Une nouvelle décision se référant à la position du CEDS ...
Les juges se réfèrent, en effet, aux décisions rendues par le comité européen des droits sociaux (CEDS), dans lesquelles celui-ci a conclu à la violation de l'article 24.b de la Charte sociale européenne au motif que le droit à une indemnisation adéquate ou toute autre réparation appropriée n'est pas garantie par l'application du barème, les plafonds qui y sont fixés n'étant pas suffisamment élevés pour réparer le préjudice subi par la victime du licenciement injustifié et être dissuasifs pour l'employeur, et dans lesquelles il affirme également, en contradiction avec la position de la Cour de cassation, que ce texte est d'effet direct et peut, en conséquence, être invoqué par les travailleurs dans un litige les opposant à leur employeur du secteur privé (CEDS 23-3-2022 no 160/2018 ; CEDS 5-7-2022 no 175/2019). La cour d'appel souligne, à ce propos, qu'un tel effet a été reconnu par le Conseil d'Ėtat dans un conflit individuel opposant un salarié d'une chambre de métiers relevant du secteur public à son employeur (CE 10-2-2014 no 358992) et qu'il n'existe aucune justification objective permettant de traiter différemment le licenciement d'un salarié du secteur privé de celui d'un agent public.
... et à des décisions de juridictions étrangères…
Par ailleurs, les juges grenoblois relèvent que l'effet direct de l'article 24.b de la Charte sociale européenne a été reconnu par la Cour constitutionnelle italienne, qui a notamment jugé que ce texte a un effet contraignant pour l'Italie, et que le Tribunal suprême espagnol a fait directement référence à ce texte, de même que le tribunal supérieur de justice de Catalogne, ce dernier admettant précisément la possibilité d'une indemnisation du licenciement injustifié supérieure aux plafonds prévus par la loi espagnole.

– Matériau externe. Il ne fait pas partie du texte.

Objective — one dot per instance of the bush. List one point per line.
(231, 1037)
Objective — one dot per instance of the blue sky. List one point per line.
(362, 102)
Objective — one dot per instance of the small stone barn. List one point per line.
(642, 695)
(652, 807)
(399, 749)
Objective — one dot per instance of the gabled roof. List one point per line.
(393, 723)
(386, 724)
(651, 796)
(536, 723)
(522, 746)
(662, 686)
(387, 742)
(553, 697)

Ils jugent alors qu'il n'existe, là non plus, aucune justification objective au fait qu'une même norme internationale ayant fait l'objet d'une signature et d'une ratification par différents États, comme la Charte sociale européenne, puisse être invocable directement par un plaignant dans un litige entre particuliers dans certains États et pas dans un autre, et ce, d'autant plus que cette invocabilité a été reconnue en France par l'ordre juridictionnel administratif et que le CEDS a rappelé, dans sa décision précitée du 23 mars 2022, que la Charte n'énonçait pas de simples objectifs à atteindre, mais constituait une disposition contraignante pour les États parties qu'il appartenait aux juridictions de mettre en œuvre, et ce, dans l'hypothèse où l'État s'est estimé lié par cette disposition.

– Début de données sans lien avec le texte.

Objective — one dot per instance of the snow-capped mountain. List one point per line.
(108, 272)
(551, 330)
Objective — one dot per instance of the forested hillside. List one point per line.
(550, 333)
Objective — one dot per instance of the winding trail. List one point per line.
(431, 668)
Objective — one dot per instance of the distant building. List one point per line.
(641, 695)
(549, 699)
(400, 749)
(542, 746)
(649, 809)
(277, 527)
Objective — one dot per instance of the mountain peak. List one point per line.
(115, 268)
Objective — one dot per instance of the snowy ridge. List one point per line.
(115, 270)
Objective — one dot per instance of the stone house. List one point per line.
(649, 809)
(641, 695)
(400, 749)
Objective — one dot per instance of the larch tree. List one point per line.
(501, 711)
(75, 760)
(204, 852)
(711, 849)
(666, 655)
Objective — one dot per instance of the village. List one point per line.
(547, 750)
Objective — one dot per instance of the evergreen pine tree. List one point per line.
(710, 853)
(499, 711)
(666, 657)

…ainsi qu’aux premières études sur l’application du barème
Enfin, ayant examiné les premières études de l'application du barème Macron, la cour d'appel de Grenoble en conclut qu'il ne permet pas une indemnisation adéquate des licenciements sans cause réelle et sérieuse en particulier, mais pas exclusivement, pour les salariés ayant une ancienneté réduite.
Le barème est écarté compte tenu de la situation du salarié
En l'espèce, la cour d'appel écarte l'application du barème, qui garantissait au salarié concerné une indemnisation équivalant à un mois de salaire au maximum compte tenu de son ancienneté, et a fixé le montant de son indemnité pour licenciement sans cause réelle et sérieuse à 3 mois de salaire après avoir pris en compte son âge au jour de la rupture du contrat de travail (55 ans), les ordonnances médicales produites justifiant de la prescription concomitante d'anxiolytiques, le différentiel de 11 000 euros entre la rémunération qu'il aurait eue s'il avait continué à travailler et le montant des allocations de chômage perçues.
A noter :
S'appuyant sur les rapports du CEDS, le comité des ministres du Conseil de l'Europe a recommandé à la France de poursuivre ses efforts visant à garantir aux victimes de licenciement sans motif valable un montant d'indemnité dissuasif pour l'employeur et de réexaminer et modifier, le cas échéant, la législation et les pratiques pertinentes afin de garantir aux intéressés une indemnisation tenant compte du préjudice réel subi et des circonstances individuelles de leur situation. Il invite la France à rendre compte des décisions et mesures prises pour se conformer à cette recommandation (Recommandation CM/RecChS(2023)3 du 6-9-2023).